Parker v. Potter, 2014 VT 109

By Andrew Delaney

Adverse possession is an odd legal beast. Basically, it’s the law’s way of saying “if you liked it, then you should have put a ring on it.” Quite often, its application turns on what the previous owners of property did or didn’t do. Sometimes, as with a very recent case, it turns on what a previous owner was or wasn’t.

Plaintiffs claimed they’d adversely possessed “several strips of land adjacent to their property: a triangular area used for parking, a small grassy knoll, and a narrow strip of land on the eastern side of the roadway leading to plaintiffs’ house.” So, how’d all this come about? I’m so glad you asked.

Plaintiffs bought a house and some land right before Y2K, about four months after it was foreclosed on by the bank. Before that, the property had been owned by a couple who got divorced. The former wife testified that construction workers had parked in the disputed parking area during the time they owned it. She didn’t deny that she and her husband might have used it.

A former neighbor testified that the couple, as well as the previous owners, had used the disputed parking area since 1987. A contractor who had worked on the property in 1996 testified that he had drove and parked a skid steer in the disputed parking area for two weeks straight and he assumed it belonged to the couple. The neighbor never did anything about it. Nobody lived on the property between July and December 1999.

Plaintiffs have lived there year-round ever since, however. The former owners had left stuff in the disputed grassy knoll (not that grassy knoll) and plaintiffs added their own stuff—they cut trees and stored a boat, installed a park bench, and stacked firewood in the disputed area.

Then defendants looked at a neighboring property, learned that plaintiffs had asserted claims over some areas, and told plaintiffs they’d be buying the neighboring property, and plaintiffs would have to stop using the parking area. Then, after they bought it, defendants kicked it up a notch—they “moved plaintiffs’ boat out of the parking area and put boulders and fencing up to block plaintiffs from using the area.”

This prompted plaintiffs to file a quiet-title action.
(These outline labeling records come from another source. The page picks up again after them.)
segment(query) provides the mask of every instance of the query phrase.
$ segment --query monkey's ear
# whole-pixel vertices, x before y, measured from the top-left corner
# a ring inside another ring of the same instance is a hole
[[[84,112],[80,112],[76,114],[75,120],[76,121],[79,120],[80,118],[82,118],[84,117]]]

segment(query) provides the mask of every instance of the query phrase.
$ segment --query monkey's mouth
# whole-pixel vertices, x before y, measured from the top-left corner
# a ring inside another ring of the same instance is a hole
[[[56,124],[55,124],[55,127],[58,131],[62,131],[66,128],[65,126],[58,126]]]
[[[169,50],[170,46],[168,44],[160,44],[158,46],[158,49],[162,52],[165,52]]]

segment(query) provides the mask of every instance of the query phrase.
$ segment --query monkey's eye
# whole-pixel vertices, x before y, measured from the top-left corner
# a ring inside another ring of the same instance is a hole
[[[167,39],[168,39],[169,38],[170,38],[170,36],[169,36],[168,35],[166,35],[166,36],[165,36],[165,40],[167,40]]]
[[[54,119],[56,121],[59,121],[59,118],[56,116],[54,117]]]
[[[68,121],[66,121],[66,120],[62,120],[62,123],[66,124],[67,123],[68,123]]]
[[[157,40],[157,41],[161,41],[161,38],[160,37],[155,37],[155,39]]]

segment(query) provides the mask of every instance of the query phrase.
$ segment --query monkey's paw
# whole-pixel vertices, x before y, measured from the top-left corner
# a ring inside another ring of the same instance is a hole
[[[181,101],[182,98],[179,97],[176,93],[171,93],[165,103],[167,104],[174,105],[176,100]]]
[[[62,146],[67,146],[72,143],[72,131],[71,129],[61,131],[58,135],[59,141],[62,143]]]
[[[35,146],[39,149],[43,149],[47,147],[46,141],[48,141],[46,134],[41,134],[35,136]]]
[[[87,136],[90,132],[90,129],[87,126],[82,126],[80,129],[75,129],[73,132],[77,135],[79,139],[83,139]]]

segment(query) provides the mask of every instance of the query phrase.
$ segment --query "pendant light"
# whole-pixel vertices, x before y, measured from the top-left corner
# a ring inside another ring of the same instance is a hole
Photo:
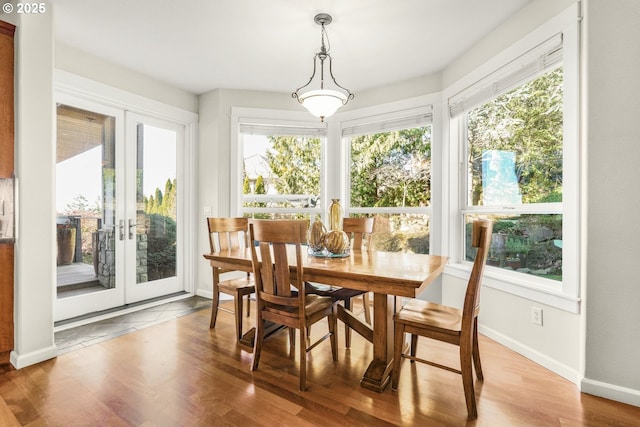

The trial court ordered defendants to remove the barriers. After trial, the court ruled that plaintiffs had adversely possessed the grassy knoll and the parking area, but not a strip of land next to the roadway. Defendants appealed.

Defendants’ first argument is that the trial court should’ve found that plaintiffs’ predecessors-in-title had abandoned the property when it was foreclosed on. Defendants’ other argument is that the evidence was insufficient to establish adverse possession of the knoll and parking area.

The SCOV tackles the abandonment issue first. In order to establish adverse possession when a party hasn’t been adversely possessing for the entire period, you have to look at the previous property owners’ actions. This is called “tacking.”

Defendants argue that tacking stops with a foreclosure because the property is then abandoned. A foreclosure doesn’t necessarily constitute abandonment as a matter of law. The SCOV cites some 1899 case from Arkansas that more-or-less says this.

Thus, whether abandonment occurred is a mixed question of fact and law. In order for adverse possession to apply, intent is important and is implied from the adverse possessor’s acts; the possession has to be “continuous”—this doesn’t mean constant, just “consistent with the nature and character of the land and its adapted uses.”

Here, the SCOV concludes that the continuous element is met. Abandonment is generally a voluntary relinquishment of a claim. The foreclosure here wasn’t really voluntary. It’s not like the couple foreclosed on wanted to give up the property, you know? The SCOV reasons that the foreclosure “gap was insufficient to show that plaintiffs’ predecessors intended to abandon the disputed areas that they otherwise continuously possessed.”

The bank left the stuff that was there in the disputed areas and the realtor parked in the disputed parking area when he showed the property, so it’s also implied that during that time, the adverse possession continued—then plaintiffs stepped in and continued the possession. So that takes care of that.

Does a sufficiency-of-the-evidence claim ever really work? Here, the SCOV takes a quick look but eventually says the factual findings have adequate support in the record, the findings support the judgment, and they’re not clearly erroneous.

So, a foreclosure doesn’t necessarily interrupt tacking and plaintiffs get to keep “their” parking area and grassy knoll. Fun stuff.